I'd like to see if an additional feature could be added to newFrameStreamTcpLogger, newFrameStreamUnixLogger, protobufServer, & outgoingProtobufServer that would allow for a sampled set of events to be transmitted rather than 100%

Usecase

We are rapidly reaching the point where our telemetry systems are spending more of their time discarding messages than processing the small sample set of results that are left over. We implement a sampled ingestion model, but right now this sampled rate is applied at ingestion on the telemetry server, necessitating all messages being transmitted, received, processed, and then most being immediately thrown away. This is a big waste of resources. If the sampling could be applied at the transmitting side instead of the receiving side, there would be lower overall utilization of resources. This applies for us for both dnstap as well as protobuf streams.

Description

I would like to have a number applied as an option to all of the dnstap and protobuf outputs on dnsdist and recursor that would allow a sample rate to be applied. The rate would be expressed as a ratio number - so for instance the number "20" would mean 5%, 2 would mean 50%, 3 would mean 33%, 4 would mean 25% etc. This would be applied I suppose randomly to each message before transmission, or it could be even deeper in the code - I have no insight on that as long as the distribution is as even as possible across time and is not "bursty".

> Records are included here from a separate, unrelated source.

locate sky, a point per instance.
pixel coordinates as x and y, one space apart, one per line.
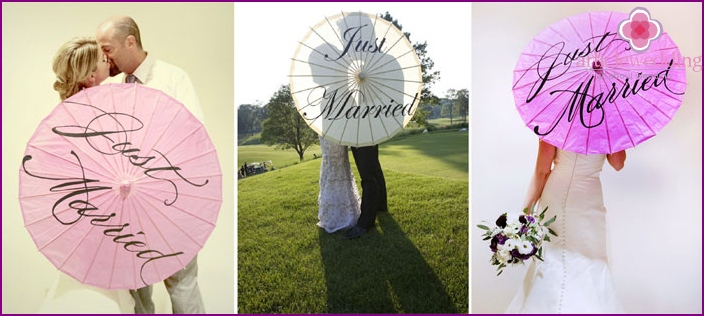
267 34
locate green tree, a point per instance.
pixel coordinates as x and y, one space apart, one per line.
426 65
249 119
284 127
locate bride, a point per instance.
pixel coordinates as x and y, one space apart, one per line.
575 276
338 200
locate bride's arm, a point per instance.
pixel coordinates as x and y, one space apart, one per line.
617 159
543 167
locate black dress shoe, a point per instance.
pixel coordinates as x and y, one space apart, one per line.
355 232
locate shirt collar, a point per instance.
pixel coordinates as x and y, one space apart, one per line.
142 71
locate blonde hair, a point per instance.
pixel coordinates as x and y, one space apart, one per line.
73 64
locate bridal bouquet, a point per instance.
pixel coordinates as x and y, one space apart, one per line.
516 238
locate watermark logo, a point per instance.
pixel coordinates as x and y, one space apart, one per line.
640 29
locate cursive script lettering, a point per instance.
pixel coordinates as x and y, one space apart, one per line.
354 41
336 107
99 137
584 103
78 188
555 63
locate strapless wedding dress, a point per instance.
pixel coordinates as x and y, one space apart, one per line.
575 276
338 200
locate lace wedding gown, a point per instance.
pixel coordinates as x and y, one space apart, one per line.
338 198
575 276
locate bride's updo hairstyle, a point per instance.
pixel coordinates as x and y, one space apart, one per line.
73 65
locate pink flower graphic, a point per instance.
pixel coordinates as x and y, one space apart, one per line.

Additionally, it would be required for this to be reflected somewhere in monitoring statistics, since downstream systems would have to multiply by this figure in order to understand the rate at which samples were being taken. This would need to show up somewhere in the Prometheus stats, for instance, in some fashion that would allow understanding of the rate applied to each socket/session that is sending telemetry data. This might necessitate tags/labels that contain the IP:port of the destination (or socket name) so they could be kept distinct in the statistics set.

omoerbeek commented 1 month ago

I agree that it would be nice to have built-in, for all products.

Currently, for dnsdist I think you can use ProbaRule to get the desired effect. This will lack reporting of the used probability unless you add a custom metric.

johnhtodd commented 1 month ago

ProbaRule would work just for DNSDist; thanks, I had forgotten about that method. I could use the SetMetric to make my own reporting for the probability rule. That would solve the issue for the short term, but I suspect having a consistent, fast way to do this sampling that is built into the creation of the socket itself would be welcome as a universal method across the product line(s).